In a recent brief on Republican Mark Foley, I made an inference from polls conducted soon after the congressman's departure. It was presumed that Foley's salacity and rumors of misconduct among House leaders would detract from Republican fortunes generally, but the surveys' numbers amplified very specific expectations to extremes, some of them at great logical disjuncture.
Speculation would have stopped there if the matter of unreflective polling weren't principal in serious discussions on the right. Mindful of denial in the face of adversity, several rightist commentators have found reason to be skeptical of acute swings that are based on affiliative demographics markedly favoring Democrats. This could be corroborated or contradicted by polls run internally by Republicans — Ken Mehlman and Karl Rove, who are on record as sanguine about Election Day, have no particular reason not to equivocate — but only if the samples for those polls are more veritable than the ones under suspicion. Continuity in polling this year either means unlikely accuracy or systematic failure. The Democratic Party's afflatus for electoral grievance, meanwhile, was strengthened two years ago when the interviews of voters outside precincts were believed to be more authentic than ballots themselves. What if the industry as currently practiced is nearing obsolescence?

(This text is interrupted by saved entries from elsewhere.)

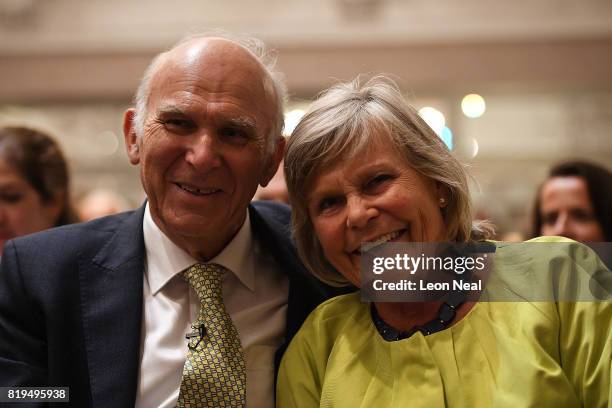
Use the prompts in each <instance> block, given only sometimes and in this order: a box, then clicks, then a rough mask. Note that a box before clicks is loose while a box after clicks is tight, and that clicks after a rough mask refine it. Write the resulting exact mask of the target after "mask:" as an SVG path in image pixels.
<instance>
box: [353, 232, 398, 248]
mask: <svg viewBox="0 0 612 408" xmlns="http://www.w3.org/2000/svg"><path fill="white" fill-rule="evenodd" d="M402 232H403V230H400V231H394V232H390V233H388V234H385V235H383V236H381V237H379V238H377V239H376V241H374V242H364V243H363V244H361V251H360V252H366V251H369V250H371V249H373V248H376V247H377V246H379V245H382V244H384V243H385V242H389V241H391V240H392V239H395V238H397V237H399V236H400V235H401V233H402Z"/></svg>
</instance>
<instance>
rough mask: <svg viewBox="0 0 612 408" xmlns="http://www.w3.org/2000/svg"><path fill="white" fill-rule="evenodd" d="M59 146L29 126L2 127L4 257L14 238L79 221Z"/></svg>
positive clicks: (0, 130) (0, 208)
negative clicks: (72, 203) (72, 222)
mask: <svg viewBox="0 0 612 408" xmlns="http://www.w3.org/2000/svg"><path fill="white" fill-rule="evenodd" d="M69 197H70V191H69V176H68V166H67V165H66V160H65V159H64V155H63V153H62V151H61V149H60V147H59V146H58V144H57V143H56V142H55V141H54V140H53V139H52V138H51V137H50V136H49V135H47V134H45V133H43V132H40V131H38V130H34V129H30V128H26V127H1V128H0V255H1V254H2V248H3V247H4V243H5V242H6V241H7V240H9V239H12V238H15V237H18V236H21V235H26V234H31V233H34V232H37V231H42V230H44V229H47V228H51V227H56V226H60V225H63V224H69V223H71V222H76V217H75V215H74V213H73V211H72V209H71V206H70V198H69Z"/></svg>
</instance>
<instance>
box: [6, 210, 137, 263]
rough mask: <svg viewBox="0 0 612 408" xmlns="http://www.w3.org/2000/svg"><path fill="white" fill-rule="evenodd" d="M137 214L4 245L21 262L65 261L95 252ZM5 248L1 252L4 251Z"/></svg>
mask: <svg viewBox="0 0 612 408" xmlns="http://www.w3.org/2000/svg"><path fill="white" fill-rule="evenodd" d="M136 212H137V211H128V212H125V213H121V214H116V215H111V216H108V217H103V218H99V219H95V220H93V221H89V222H84V223H77V224H69V225H64V226H61V227H56V228H51V229H49V230H45V231H41V232H37V233H34V234H31V235H26V236H23V237H18V238H15V239H14V240H12V241H9V242H7V244H6V245H7V248H8V247H10V248H13V249H14V250H15V251H16V252H18V253H19V255H20V257H21V258H28V257H30V256H33V257H35V258H36V259H39V260H40V259H43V258H44V259H53V258H56V259H57V258H64V259H68V258H71V257H76V256H78V255H79V254H81V255H82V254H85V253H87V252H91V251H95V250H99V249H100V246H101V245H103V244H104V243H105V242H107V241H108V239H109V238H110V237H111V236H113V235H114V234H115V233H116V232H117V231H118V230H119V229H120V228H121V227H122V226H123V225H124V224H125V223H126V222H127V221H128V220H130V219H131V218H132V217H134V216H135V215H136ZM7 248H5V249H7Z"/></svg>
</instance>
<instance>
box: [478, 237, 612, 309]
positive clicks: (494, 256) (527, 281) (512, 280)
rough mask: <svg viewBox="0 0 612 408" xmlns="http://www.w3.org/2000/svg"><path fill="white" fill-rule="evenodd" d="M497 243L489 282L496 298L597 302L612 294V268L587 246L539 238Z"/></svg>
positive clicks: (499, 299) (554, 301)
mask: <svg viewBox="0 0 612 408" xmlns="http://www.w3.org/2000/svg"><path fill="white" fill-rule="evenodd" d="M496 246H497V250H496V251H495V254H494V257H493V268H492V275H491V276H490V278H489V283H488V284H487V287H488V289H489V293H490V294H492V295H493V297H495V298H496V300H499V301H516V300H520V299H522V300H527V301H533V302H542V301H544V302H551V301H552V302H558V301H598V300H605V299H610V296H612V287H611V285H612V279H610V271H609V270H608V269H607V268H606V266H605V265H604V263H603V262H602V261H601V260H600V258H599V257H598V255H597V253H596V252H595V251H594V250H593V249H592V248H590V247H589V246H587V245H584V244H581V243H579V242H576V241H573V240H571V239H567V238H563V237H539V238H534V239H531V240H529V241H525V242H521V243H502V242H498V243H496ZM493 289H495V290H494V291H493Z"/></svg>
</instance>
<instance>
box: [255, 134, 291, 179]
mask: <svg viewBox="0 0 612 408" xmlns="http://www.w3.org/2000/svg"><path fill="white" fill-rule="evenodd" d="M285 143H286V141H285V138H284V137H282V136H280V137H279V138H278V140H277V141H276V147H275V150H274V153H273V154H272V157H271V158H270V162H269V163H268V167H267V168H266V170H265V173H264V175H263V177H262V179H261V180H260V182H259V185H260V186H262V187H265V186H267V185H268V183H269V182H270V180H272V177H274V175H275V174H276V171H277V170H278V165H279V164H280V162H281V161H282V160H283V156H284V155H285Z"/></svg>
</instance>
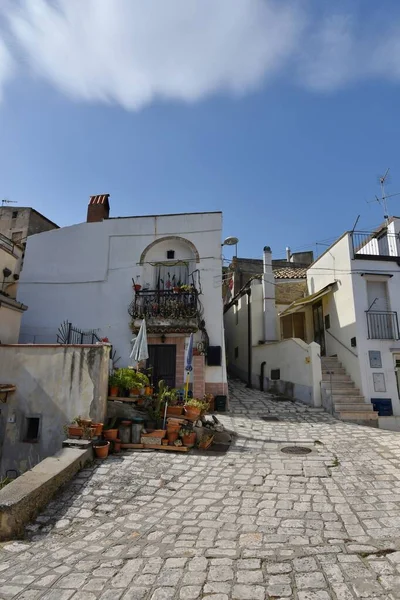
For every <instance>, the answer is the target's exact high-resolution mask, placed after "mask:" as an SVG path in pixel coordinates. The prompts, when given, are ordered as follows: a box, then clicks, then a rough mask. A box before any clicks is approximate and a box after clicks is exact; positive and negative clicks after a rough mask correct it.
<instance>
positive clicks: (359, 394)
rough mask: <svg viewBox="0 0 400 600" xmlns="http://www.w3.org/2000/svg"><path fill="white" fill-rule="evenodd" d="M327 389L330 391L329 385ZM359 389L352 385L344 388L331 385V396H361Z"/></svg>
mask: <svg viewBox="0 0 400 600" xmlns="http://www.w3.org/2000/svg"><path fill="white" fill-rule="evenodd" d="M328 391H330V387H328ZM361 395H362V394H360V390H359V389H358V388H356V387H355V386H354V387H351V386H349V387H346V388H335V386H332V396H361Z"/></svg>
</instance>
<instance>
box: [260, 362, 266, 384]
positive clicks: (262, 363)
mask: <svg viewBox="0 0 400 600" xmlns="http://www.w3.org/2000/svg"><path fill="white" fill-rule="evenodd" d="M266 364H267V363H266V361H265V360H264V361H263V362H262V363H261V370H260V390H261V391H262V392H263V391H264V370H265V365H266Z"/></svg>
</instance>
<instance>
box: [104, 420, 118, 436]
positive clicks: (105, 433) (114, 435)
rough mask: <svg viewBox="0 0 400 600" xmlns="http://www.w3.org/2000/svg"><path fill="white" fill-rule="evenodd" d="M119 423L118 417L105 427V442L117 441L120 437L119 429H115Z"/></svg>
mask: <svg viewBox="0 0 400 600" xmlns="http://www.w3.org/2000/svg"><path fill="white" fill-rule="evenodd" d="M116 422H117V417H114V419H112V421H111V423H110V424H109V425H108V426H107V427H104V429H103V437H104V439H105V440H116V439H117V437H118V429H116V428H115V424H116Z"/></svg>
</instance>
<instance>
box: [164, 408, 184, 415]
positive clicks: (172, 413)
mask: <svg viewBox="0 0 400 600" xmlns="http://www.w3.org/2000/svg"><path fill="white" fill-rule="evenodd" d="M182 413H183V406H168V408H167V417H180V415H181V414H182Z"/></svg>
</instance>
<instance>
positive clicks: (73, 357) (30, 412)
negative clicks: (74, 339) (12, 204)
mask: <svg viewBox="0 0 400 600" xmlns="http://www.w3.org/2000/svg"><path fill="white" fill-rule="evenodd" d="M109 356H110V348H109V346H105V345H96V346H59V345H55V346H39V345H15V346H3V345H0V383H10V384H13V385H15V386H16V391H15V392H13V393H10V394H8V397H7V402H6V403H5V404H1V413H0V476H3V475H5V472H6V471H7V470H8V469H17V470H18V471H19V473H22V472H24V471H26V470H27V469H29V468H31V467H32V466H34V465H35V464H37V463H38V462H40V461H41V460H43V459H44V458H46V457H47V456H51V455H52V454H54V453H55V452H57V451H58V450H60V449H61V445H62V441H63V440H64V439H65V437H66V436H65V432H64V430H63V427H64V425H67V424H68V423H70V422H71V421H72V420H73V419H74V418H75V417H77V416H78V415H81V416H82V417H90V418H92V419H93V420H94V421H97V422H99V421H100V422H103V421H104V418H105V416H106V407H107V392H108V370H109ZM29 416H31V417H33V416H35V417H39V418H40V419H41V422H40V428H39V439H38V442H36V443H28V442H24V441H23V436H24V433H25V426H26V424H25V419H26V417H29Z"/></svg>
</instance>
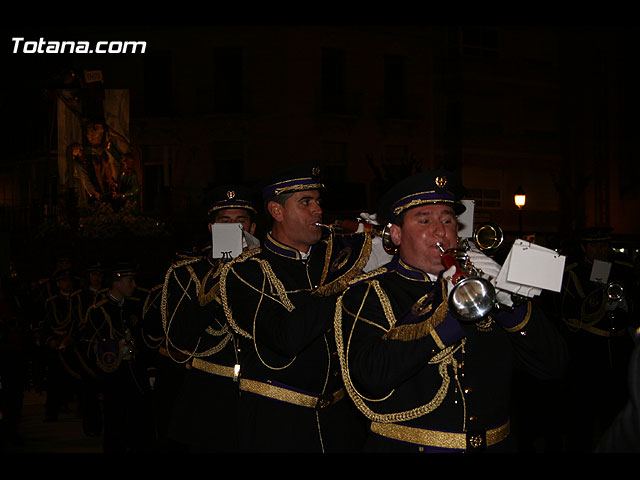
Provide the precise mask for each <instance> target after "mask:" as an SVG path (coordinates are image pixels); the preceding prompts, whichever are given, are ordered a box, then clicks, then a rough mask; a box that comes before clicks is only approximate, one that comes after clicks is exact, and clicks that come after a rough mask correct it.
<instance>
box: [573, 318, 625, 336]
mask: <svg viewBox="0 0 640 480" xmlns="http://www.w3.org/2000/svg"><path fill="white" fill-rule="evenodd" d="M565 322H566V323H567V324H569V325H571V326H572V327H574V328H581V329H582V330H584V331H586V332H589V333H593V334H594V335H600V336H601V337H617V336H620V335H624V332H625V330H624V329H622V330H603V329H602V328H596V327H592V326H591V325H585V324H582V323H580V322H579V321H578V320H576V319H575V318H568V319H566V320H565Z"/></svg>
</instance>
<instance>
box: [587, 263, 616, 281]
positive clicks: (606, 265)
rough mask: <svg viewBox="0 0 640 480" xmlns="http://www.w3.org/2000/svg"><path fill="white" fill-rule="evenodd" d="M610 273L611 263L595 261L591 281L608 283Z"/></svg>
mask: <svg viewBox="0 0 640 480" xmlns="http://www.w3.org/2000/svg"><path fill="white" fill-rule="evenodd" d="M609 272H611V263H610V262H603V261H602V260H594V261H593V267H591V277H590V278H589V280H591V281H592V282H600V283H607V281H608V280H609Z"/></svg>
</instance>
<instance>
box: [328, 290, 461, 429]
mask: <svg viewBox="0 0 640 480" xmlns="http://www.w3.org/2000/svg"><path fill="white" fill-rule="evenodd" d="M373 282H374V281H370V282H368V283H369V287H368V288H367V291H366V293H365V294H364V296H363V299H362V303H361V305H360V308H359V310H358V313H357V314H356V316H355V318H354V323H353V326H352V327H351V331H350V332H344V331H343V329H342V311H343V306H342V302H343V297H344V295H345V293H346V292H345V293H343V294H342V295H341V296H340V297H338V300H337V302H336V311H335V317H334V327H335V328H334V331H335V339H336V345H337V348H338V357H339V359H340V368H341V371H342V377H343V379H344V384H345V388H346V390H347V392H348V393H349V396H350V397H351V399H352V400H353V402H354V404H355V405H356V407H357V408H358V410H360V411H361V412H362V413H363V414H364V415H365V416H366V417H367V418H369V419H370V420H373V421H375V422H380V423H394V422H402V421H407V420H411V419H414V418H418V417H421V416H423V415H426V414H428V413H430V412H432V411H434V410H435V409H436V408H438V407H439V406H440V405H441V404H442V402H443V401H444V398H445V397H446V395H447V391H448V389H449V385H450V383H451V378H450V375H449V371H448V368H450V369H451V370H452V371H453V372H455V371H456V370H457V368H458V362H457V360H456V359H455V357H454V353H455V352H456V351H457V350H458V349H459V348H462V346H464V343H465V341H464V339H463V341H462V342H461V343H460V344H459V345H453V346H450V347H446V348H445V349H443V350H442V351H440V352H439V353H438V354H436V355H435V356H434V357H433V358H431V359H430V360H428V363H429V364H432V365H437V366H438V373H439V374H440V377H441V378H442V384H441V385H440V387H439V388H438V390H437V392H436V394H435V395H434V397H433V398H432V399H431V400H430V401H429V402H427V403H424V404H423V405H419V406H417V407H415V408H412V409H409V410H405V411H401V412H392V413H377V412H375V411H374V410H373V409H371V408H370V407H369V405H368V404H367V402H381V401H384V400H385V399H387V398H389V397H391V396H392V395H393V394H394V391H391V392H390V393H389V394H388V395H387V396H386V397H385V398H381V399H377V400H372V399H368V398H366V397H364V396H363V395H361V394H360V393H359V392H358V391H357V389H356V388H355V386H354V384H353V382H352V380H351V375H350V374H349V366H348V364H349V344H350V342H351V336H352V335H353V332H354V330H355V328H356V325H357V323H358V321H359V316H360V311H361V310H362V308H363V306H364V303H365V301H366V300H367V297H368V295H369V292H370V290H371V283H373ZM347 291H348V290H347ZM374 291H375V292H376V293H377V294H378V298H379V299H380V302H381V305H382V308H383V311H384V312H385V317H386V320H387V322H388V324H389V326H390V328H392V327H391V326H392V325H395V323H396V319H395V316H394V315H393V312H392V311H391V309H390V305H388V306H385V305H383V303H384V300H383V298H381V297H380V296H379V292H381V291H382V290H381V289H380V290H378V289H376V288H375V287H374ZM384 298H386V296H385V297H384ZM387 301H388V300H387ZM345 334H348V340H347V344H346V346H345V344H344V339H345V337H344V335H345Z"/></svg>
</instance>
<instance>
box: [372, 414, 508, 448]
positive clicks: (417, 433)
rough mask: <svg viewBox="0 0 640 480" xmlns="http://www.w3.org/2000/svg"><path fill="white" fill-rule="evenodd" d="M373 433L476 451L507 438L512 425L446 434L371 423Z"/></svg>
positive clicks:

This election has four possible outcomes. From available information, we might suppose the most probable outcome to be Republican retention of both House and Senate majorities, albeit less of one in each than before. Of lower probability would be Republican loss of one chamber, and then even lower of two. Intuitively speaking, however, the strange correspondence between what the left wants and what the polls provide is dubious. There is a contrived quality to it, so much that it shouldn't surprise if the right, not the left, landslides.